I sent out almost 200 letters to raise funds for the second half of the program. I sent them to everyone that I knew. I was desperate. There was no way I wanted to go back home. I also liked it there. I didn’t realize that I was brainwashed until much later. I really liked what I did and I worked hard. I really wanted to be accepted back for the leadership training. I had heard so many stories of God coming through for people who didn’t have the money. Things like random donors and such. I was praying hard and hoping for the best. Out of 200 letters I raised $100. I needed $3500. Yeah. It sucked. They ended up letting me stay anyway. I guess the main guy felt that I wasn’t finished and needed to be there. I was also beginning to open up about my abuse. Once again I was given the whole forgiveness spiel. The monkey was still on my back. “Give it to the Lord,” they’d say so I did. At least I thought I did. There was the whole notion that “God doesn’t give you anything you can’t handle,” and “it isn’t that he didn’t stop it but that he allowed it to make you a stronger person!” Well, I certainly wasn’t a strong person. I was a scared, scarred, and broken little girl. I just wanted someone to rescue me. When I was little, I would have dreams of being kidnapped because being kidnapped might have been better than what I had. As a teenager, I contemplated suicide because I thought I would never get away from the madness that was my family.

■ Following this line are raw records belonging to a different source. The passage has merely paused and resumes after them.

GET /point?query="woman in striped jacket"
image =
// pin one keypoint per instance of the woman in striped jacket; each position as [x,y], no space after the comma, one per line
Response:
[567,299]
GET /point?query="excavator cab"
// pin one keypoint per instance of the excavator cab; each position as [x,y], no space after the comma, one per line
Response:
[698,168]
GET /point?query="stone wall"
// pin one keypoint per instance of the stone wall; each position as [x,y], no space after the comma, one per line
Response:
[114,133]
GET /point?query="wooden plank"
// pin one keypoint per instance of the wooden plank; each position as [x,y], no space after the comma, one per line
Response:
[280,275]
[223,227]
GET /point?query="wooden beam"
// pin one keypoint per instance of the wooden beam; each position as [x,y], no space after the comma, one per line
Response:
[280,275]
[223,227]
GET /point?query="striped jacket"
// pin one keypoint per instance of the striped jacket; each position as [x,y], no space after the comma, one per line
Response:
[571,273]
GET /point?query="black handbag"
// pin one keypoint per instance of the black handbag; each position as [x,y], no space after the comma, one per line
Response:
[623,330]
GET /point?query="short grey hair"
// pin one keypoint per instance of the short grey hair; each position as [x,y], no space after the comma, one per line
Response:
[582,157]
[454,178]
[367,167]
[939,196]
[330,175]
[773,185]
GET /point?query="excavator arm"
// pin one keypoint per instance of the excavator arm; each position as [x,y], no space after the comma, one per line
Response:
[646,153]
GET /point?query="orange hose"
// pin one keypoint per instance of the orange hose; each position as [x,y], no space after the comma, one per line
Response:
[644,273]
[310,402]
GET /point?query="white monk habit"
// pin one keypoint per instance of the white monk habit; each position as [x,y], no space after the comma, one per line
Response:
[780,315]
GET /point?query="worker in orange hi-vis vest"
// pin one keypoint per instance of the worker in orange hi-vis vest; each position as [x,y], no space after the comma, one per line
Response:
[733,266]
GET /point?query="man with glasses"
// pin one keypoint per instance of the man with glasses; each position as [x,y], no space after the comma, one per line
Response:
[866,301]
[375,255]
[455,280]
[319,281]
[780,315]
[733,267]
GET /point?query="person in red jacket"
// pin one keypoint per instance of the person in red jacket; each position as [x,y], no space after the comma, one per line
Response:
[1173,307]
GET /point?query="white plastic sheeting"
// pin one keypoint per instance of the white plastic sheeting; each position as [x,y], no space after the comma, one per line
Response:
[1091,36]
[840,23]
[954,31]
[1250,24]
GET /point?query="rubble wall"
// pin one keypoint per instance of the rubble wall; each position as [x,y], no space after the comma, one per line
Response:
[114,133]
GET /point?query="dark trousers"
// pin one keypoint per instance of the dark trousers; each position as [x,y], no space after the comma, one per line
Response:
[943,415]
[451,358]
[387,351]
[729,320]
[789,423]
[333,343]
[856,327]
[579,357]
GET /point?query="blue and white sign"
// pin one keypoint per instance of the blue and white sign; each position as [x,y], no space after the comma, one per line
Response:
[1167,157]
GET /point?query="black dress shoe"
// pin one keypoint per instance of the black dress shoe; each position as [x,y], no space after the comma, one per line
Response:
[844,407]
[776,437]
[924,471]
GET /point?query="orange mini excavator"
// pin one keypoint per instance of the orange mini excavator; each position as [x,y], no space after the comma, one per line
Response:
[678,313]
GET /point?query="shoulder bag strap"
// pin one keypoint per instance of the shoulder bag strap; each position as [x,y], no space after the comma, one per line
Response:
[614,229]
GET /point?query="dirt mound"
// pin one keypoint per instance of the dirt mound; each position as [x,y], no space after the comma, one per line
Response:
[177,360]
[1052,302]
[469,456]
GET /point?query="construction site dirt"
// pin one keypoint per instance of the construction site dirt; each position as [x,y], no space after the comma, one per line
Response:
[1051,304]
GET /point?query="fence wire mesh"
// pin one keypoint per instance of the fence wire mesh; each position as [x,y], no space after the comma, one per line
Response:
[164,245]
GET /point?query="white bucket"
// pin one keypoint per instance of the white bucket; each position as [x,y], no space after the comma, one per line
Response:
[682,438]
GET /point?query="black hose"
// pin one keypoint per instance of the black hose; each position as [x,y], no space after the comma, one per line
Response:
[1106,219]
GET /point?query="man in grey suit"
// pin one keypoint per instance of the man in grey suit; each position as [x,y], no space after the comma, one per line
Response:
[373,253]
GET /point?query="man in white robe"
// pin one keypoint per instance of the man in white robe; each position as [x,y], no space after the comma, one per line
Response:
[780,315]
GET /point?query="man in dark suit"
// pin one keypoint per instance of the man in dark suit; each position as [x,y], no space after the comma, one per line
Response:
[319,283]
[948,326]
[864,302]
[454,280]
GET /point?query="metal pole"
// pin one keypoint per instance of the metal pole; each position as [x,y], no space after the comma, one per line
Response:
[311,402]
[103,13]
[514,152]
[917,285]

This ministry program was really whack, though. I was having sexual issues stemming from my abuse and instead of lending me some support and help I was subjected to torturous preaching. These people would preach about not masturbating and controlling your thoughts. That’s not so easy for someone who was force-fed pornography for 10 years. This stuff was ingrained in my brain. It felt like I had a reel or porn going through my mind 24/7. It was always like that. I wanted it to stop. I wanted to not think of sex for 5 minutes but I couldn’t. Whenever I would try to talk to someone about it, I was just told to pray about it. Well folks, prayer didn’t work. Those thoughts never went away and I was tortured with them day and night. Now I’m being told that Jesus isn’t in my heart because I am “unclean” and might not be really saved. This was depressing. I knew it was pointless talking to anyone about it because nobody cared to listen. I wasn’t lucky enough to get into the “cool kids club” so nobody in leadership even gave a crap about me. I was hoping to get some healing while I was there but that didn’t happen. The end of the year came and I did not get accepted back. I collapsed in tears. This meant that I had to move back home. I really wanted to stay in Arizona. I loved it there. The only thing that was said to me was “You just aren’t a leader.”
I made friends there that I thought would last a lifetime. I really wanted to spend some time with them the night of graduation since I was leaving the next day. My mother got upset because she had driven all the way there and wanted to spend time with me. I didn’t get to say goodbye to really anyone. Not a big deal now. Nobody ever returned my phone calls or emails. Some friends.